SON BİR KİŞİ KALANA DEK
Sürekli ziyaretçi akınına uğrasa da köylüleri terk etmeyen bir isim var. Her gün Ödemişten Lübbeye gidip gelen ve orada kahvecilik yapan Mehmet Güler. Güler her gün motoruyla kilometrelerce yol katederek 3-5 müşteriye odun ateşinde çay yapıyor, köye ekmek getiriyor. Köylülerin hayatla bağlantısını güçlendiren Güler, Bu köyde bir kişi kalsa dahi ben gelip bu kahveyi açarım. Burayı terk etmeyeceğim dedi. Doğup büyüdüğü köye olan vefasını, köye gelip kahvehaneyi açık tutarak gösteren Güler, bazı günler müşteri azlığı sebebiyle benzin parasını bile çıkaramıyor, bazen de demlediği çayı geri döküyor. Lübbeyin zamanla terk edilmeye başladığını söyleyen Güler, şunları anlattı: 30 yıl önce Lübbeyde çok kişi yaşıyordu.
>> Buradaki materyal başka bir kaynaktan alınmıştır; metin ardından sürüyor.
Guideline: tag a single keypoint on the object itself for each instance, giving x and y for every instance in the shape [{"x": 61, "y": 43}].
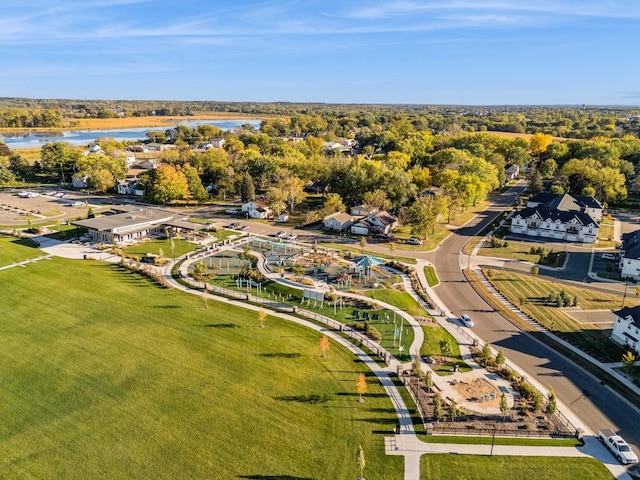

Neredeyse 300 hane vardı. Geniş araziler, otobüs, dolmuş, elektrik, su olmadığı için insanlar imkanı olan diğer köylere göç etmeye başladı. Özellikle Çamyayla Köyüne elektrik bağlanınca buradan gidenler çok fazla oldu. Ben de burada doğdum büyüdüm. Şu anda çocuğumun okulu nedeniyle Ödemiş merkezde yaşıyorum. Artık burada sadece yaşlılar kalıyor. Geçen sene 7-8 kişi varken, bu sene 3-5 kişi ancak yaşıyor. Bu köyü terk etmeyenler hayatlarını kaybettikçe köy nüfusu da günden güne azalmaya başladı.
BARİ BİR CAMİMİZ OLSUN
70 yıllık köy kahvesini açarak Lübbeyi ayakta tutmaya çalıştığını ifade eden Güler, şunları söyledi: Burası terk edilmiş vaziyette. Ben de terk ettiğimde burası tamamen biter. Bazen şehirden dostlarımız köyü merak edip geliyor. Onlara çay ve su ikram ediyorum. Ben de gelmesem burada hiç kimse olmaz. Köyü ayakta tutmaya çalışıyoruz. Burası tarihi bir köy. Yıkılmak üzere olan tarihi camilerinden de bahseden Güler, Cami yıkılmak üzere. Acilen onarılması lazım. Yıkıldığı zaman can ve mal kaybı olacak. Benim kahvemde tehlike altında. Elimizden geleni yapıyoruz ancak kimse bizi duymuyor. Namaz kılacak yer yok. Bari bir camimiz olsun. Köyümüz restore edilirse turistler gelir ve köy kalkınır. Köye can gelir. Bize sahip çıkılmasını istiyoruz diye kaydetti. Köy kahvesinde günde en fazla 15 bardak çay satabildiğini dile getiren Güler, Buraya haftanın bir günü manav gelir. Bir gün de gezici bakkal gelir. Köy halkı ihtiyaçlarını bu şekilde karşılar. Ekmeğe ihtiyaçları olduğunda beni arıyorlar ve onlara ekmek getiriyorum. Elim boş gelmiyorum. Burada sohbet ediyoruz, bazen didişiyoruz. Bazen köy 3 kişiye dar geliyor. Yeri geliyor birbirimizi arıyoruz. Gelmediğim günler telefonum susmuyor. Neredesin hadi gel diyorlar. Güzel bir diyalogumuz var. Akşam eve döneceğim zaman ise o son bakışlarını unutamıyorum dedi.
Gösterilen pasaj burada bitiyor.